Statins reduce the risk of liver decompensation and death in chronic viral hepatitis: a propensity score weighted landmark analysis.

Link to article at PubMed

Statins reduce the risk of liver decompensation and death in chronic viral hepatitis: a propensity score weighted landmark analysis.

Aliment Pharmacol Ther. 2017 Sep 21;:

Authors: Wong JC, Chan HL, Tse YK, Yip TC, Wong VW, Wong GL

Abstract
BACKGROUND: Decompensated liver disease due to portal hypertension leads to significant morbidity and mortality. Statins can modulate intrahepatic vascular tone, but the clinical significance remains uncertain.
AIM: To determine the effects of statin use on the risk of liver decompensation and death among patients with chronic viral hepatitis.
METHODS: We conducted a population wide cohort study using a hospital based database from the Hong Kong Hospital Authority. Adults with chronic viral hepatitis without prior liver decompensation were identified from 2000 to 2012 by International Classification of Diseases, Ninth Revision, Clinical Modification, diagnostic codes. Statin use was defined as a cumulative defined daily dose of >28. Landmark analysis was used to overcome immortal time bias. Propensity score weighting was further performed to minimise baseline confounders.
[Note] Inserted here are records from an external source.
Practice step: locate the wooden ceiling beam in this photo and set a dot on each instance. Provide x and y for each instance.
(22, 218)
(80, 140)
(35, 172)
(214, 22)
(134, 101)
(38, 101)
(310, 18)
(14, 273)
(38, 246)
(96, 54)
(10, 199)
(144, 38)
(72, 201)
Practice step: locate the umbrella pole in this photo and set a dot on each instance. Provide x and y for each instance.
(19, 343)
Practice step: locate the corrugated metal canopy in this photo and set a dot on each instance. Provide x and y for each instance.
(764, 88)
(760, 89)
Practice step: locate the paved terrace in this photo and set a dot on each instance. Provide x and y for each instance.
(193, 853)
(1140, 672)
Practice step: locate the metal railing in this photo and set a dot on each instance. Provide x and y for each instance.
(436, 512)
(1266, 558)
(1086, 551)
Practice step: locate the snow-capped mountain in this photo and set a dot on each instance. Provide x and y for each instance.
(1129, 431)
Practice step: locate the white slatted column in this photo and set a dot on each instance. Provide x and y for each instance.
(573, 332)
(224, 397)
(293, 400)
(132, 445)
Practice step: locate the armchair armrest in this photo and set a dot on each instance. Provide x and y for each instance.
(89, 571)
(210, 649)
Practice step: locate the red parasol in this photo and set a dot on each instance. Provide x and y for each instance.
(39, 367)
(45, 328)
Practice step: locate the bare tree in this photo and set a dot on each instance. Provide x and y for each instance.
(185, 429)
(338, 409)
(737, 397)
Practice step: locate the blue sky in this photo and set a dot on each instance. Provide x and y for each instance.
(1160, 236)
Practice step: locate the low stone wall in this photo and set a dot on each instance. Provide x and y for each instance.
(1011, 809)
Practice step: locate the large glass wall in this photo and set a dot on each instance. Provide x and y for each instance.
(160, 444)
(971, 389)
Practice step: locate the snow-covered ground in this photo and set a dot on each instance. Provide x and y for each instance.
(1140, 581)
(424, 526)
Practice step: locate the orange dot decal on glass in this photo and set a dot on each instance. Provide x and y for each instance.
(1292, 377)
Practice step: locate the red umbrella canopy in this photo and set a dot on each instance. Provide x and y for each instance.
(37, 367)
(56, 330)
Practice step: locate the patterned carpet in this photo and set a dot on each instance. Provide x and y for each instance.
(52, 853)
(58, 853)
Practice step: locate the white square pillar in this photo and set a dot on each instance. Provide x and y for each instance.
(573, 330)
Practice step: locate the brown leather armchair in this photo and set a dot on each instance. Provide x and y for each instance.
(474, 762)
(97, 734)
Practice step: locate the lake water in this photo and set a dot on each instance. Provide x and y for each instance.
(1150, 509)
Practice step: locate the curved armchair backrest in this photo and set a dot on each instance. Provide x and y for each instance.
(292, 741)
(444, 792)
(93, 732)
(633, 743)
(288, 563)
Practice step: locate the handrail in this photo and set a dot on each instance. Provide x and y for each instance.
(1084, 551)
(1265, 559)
Primary outcome was a composite of portal hypertension related liver decompensation events, with adjustment for death as a competing risk.
RESULTS: A total of 69 184 patients with chronic viral hepatitis (2053 statin users and 67 131 statin non-users) were identified for the 2-year landmark analysis. After propensity score weighting of 23 baseline covariates, statin use was associated with a significant reduction in composite liver decompensation events (HR: 0.55; 95% CI: 0.36-0.83; P = .005), ascites (HR: 0.57; 95% CI: 0.36-0.92; P = .02), and a dose-dependent decrease in death (HR: 0.87; 95% CI: 0.76-0.99; P = .035) relative to no statin use.
CONCLUSIONS: Patients with chronic viral hepatitis who used statins have a reduced risk of liver decompensation and death compared to non-users in this propensity score weighted landmark analysis.